Run your ass off, because you suck at swimming, your shot is iffy, and you can’t throw.  You are good at something, and that something is going hard on the track. 



                I inherited running honestly, because running was just what my father was good at, and so I had a role model.  I had a coach.

                He always encouraged me to run with him when I was younger and so I did.  I would go run for a mile.   And then I would go run for two miles.  And by the time I was six I was able to run 4-5 miles at once, no problem at all.

                I entered every single race that came through the area and usually finished among the top in my age group.  I wasn’t exceptionally talented, but I wasn’t slow.  I did have a motor though, which caused me to run 70 mile weeks in high school, and eventually grow into a State caliber runner.

                And I was drilled on spelling words.  And I had no video games so I read encyclopedias for fun.   I got good grades.  I wasn’t exceptionally smart.  I was just smart enough, and had some gusto.  Just so happens that this is enough to include you in the 95th percentile in your class in Graysville.

                So heads did turn.  I didn’t ever think I was better than anyone.  I felt lucky to be honest, that my family was stable enough to give me such a foundation to grow and flourish.

                Running took me to Cumberland College.  This is in the middle of the Appalachian Mountains.  I chose to go here because the running program was strong for a small college, and there were plenty of rolling hills with a plethora of paths zigzagging through the Cumberland Gap.  And they were paying my tuition, which is the single biggest reason for going there.

                Jesus saves was the writing on the wall. Literally.  It was spray painted on a bridge you could see from the interstate heading south from Ohio.

                It was everywhere.  This liberal arts college also happened to be affiliated with the Southern Baptist Convention.  The money trail was obvious; the SBC funded this cadre of educators.   And they programmed every Southern Baptist kid in a 200 mile radius with their bullshit.

                I once saw our school’s president, Dr.  Taylor, carry several boxes of whiskey into the college’s hotel.  I worked there, and it was the same night as a big party he and his wife were throwing.

                Did I mention that Cumberland College is in the driest region of southern Appalachia?  That means alcohol is a no-no.  Not only was our community dry, but also it was outlined in our student handbook over and over that any student attending Cumberland was not to drink alcohol, regardless of age.

                Needless to say, I was given very mixed messages.   Desperately wanting not to conform with these idiots, I decided to become Atheist. 
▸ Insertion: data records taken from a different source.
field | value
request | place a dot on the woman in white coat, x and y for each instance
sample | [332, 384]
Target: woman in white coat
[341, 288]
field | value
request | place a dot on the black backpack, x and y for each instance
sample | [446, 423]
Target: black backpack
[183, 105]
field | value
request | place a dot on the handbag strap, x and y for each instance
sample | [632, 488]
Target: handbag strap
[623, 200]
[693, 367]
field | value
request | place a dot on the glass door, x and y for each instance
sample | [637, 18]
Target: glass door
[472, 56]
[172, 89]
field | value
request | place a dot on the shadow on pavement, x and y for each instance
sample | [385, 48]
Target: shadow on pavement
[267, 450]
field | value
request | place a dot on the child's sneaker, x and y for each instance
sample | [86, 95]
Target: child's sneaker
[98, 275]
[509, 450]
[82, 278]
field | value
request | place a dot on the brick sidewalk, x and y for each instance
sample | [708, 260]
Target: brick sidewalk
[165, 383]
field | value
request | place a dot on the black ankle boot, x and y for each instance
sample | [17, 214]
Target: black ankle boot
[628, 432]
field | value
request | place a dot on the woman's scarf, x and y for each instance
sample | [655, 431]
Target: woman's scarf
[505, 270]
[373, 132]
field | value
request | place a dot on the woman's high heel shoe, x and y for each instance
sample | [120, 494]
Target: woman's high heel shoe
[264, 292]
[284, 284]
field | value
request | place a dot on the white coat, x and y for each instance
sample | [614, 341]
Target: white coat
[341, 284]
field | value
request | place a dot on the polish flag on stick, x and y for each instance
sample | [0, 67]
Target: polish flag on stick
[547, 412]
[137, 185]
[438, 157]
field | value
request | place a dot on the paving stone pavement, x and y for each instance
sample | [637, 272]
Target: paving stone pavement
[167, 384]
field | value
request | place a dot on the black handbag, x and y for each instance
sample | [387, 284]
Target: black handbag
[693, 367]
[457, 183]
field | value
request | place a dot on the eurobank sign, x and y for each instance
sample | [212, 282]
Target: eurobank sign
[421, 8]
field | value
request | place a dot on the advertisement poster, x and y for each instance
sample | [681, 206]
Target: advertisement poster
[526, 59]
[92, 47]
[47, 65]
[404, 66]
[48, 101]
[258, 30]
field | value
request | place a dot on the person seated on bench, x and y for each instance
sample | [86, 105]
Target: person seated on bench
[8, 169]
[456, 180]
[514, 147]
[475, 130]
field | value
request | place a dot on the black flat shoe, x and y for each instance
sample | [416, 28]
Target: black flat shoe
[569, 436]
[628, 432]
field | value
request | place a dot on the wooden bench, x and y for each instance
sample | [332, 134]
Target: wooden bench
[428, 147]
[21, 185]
                I remember the exact place where it happened.  It was on the football field, that was inside the track that I would run around a million and a half times for the next 6 years.  It wasn’t a rash decision made right there on the spot.  My rational thinking mind had been bugging me for years about inconsistencies in the church, but this was the tipping point.

                We were playing ultimate Frisbee.  All it took was one like minded individual in this sea of southern righteousness.  His name was Joey, and he was also a member of my cross country team.  He said he didn’t buy into the baloney the school was feeding him.  I was engrossed from the very beginning.  I do not believe in God.

                What was developing right in front of me was a beast of a situation that would send my life in directions once unimagineable.

                Because I was “exceptional” in high school, in a manner of speaking, it was all the more difficult to watch myself slide into nothingness.  I got to live this debacle, so I can only imagine what it looked like from the outside looking in.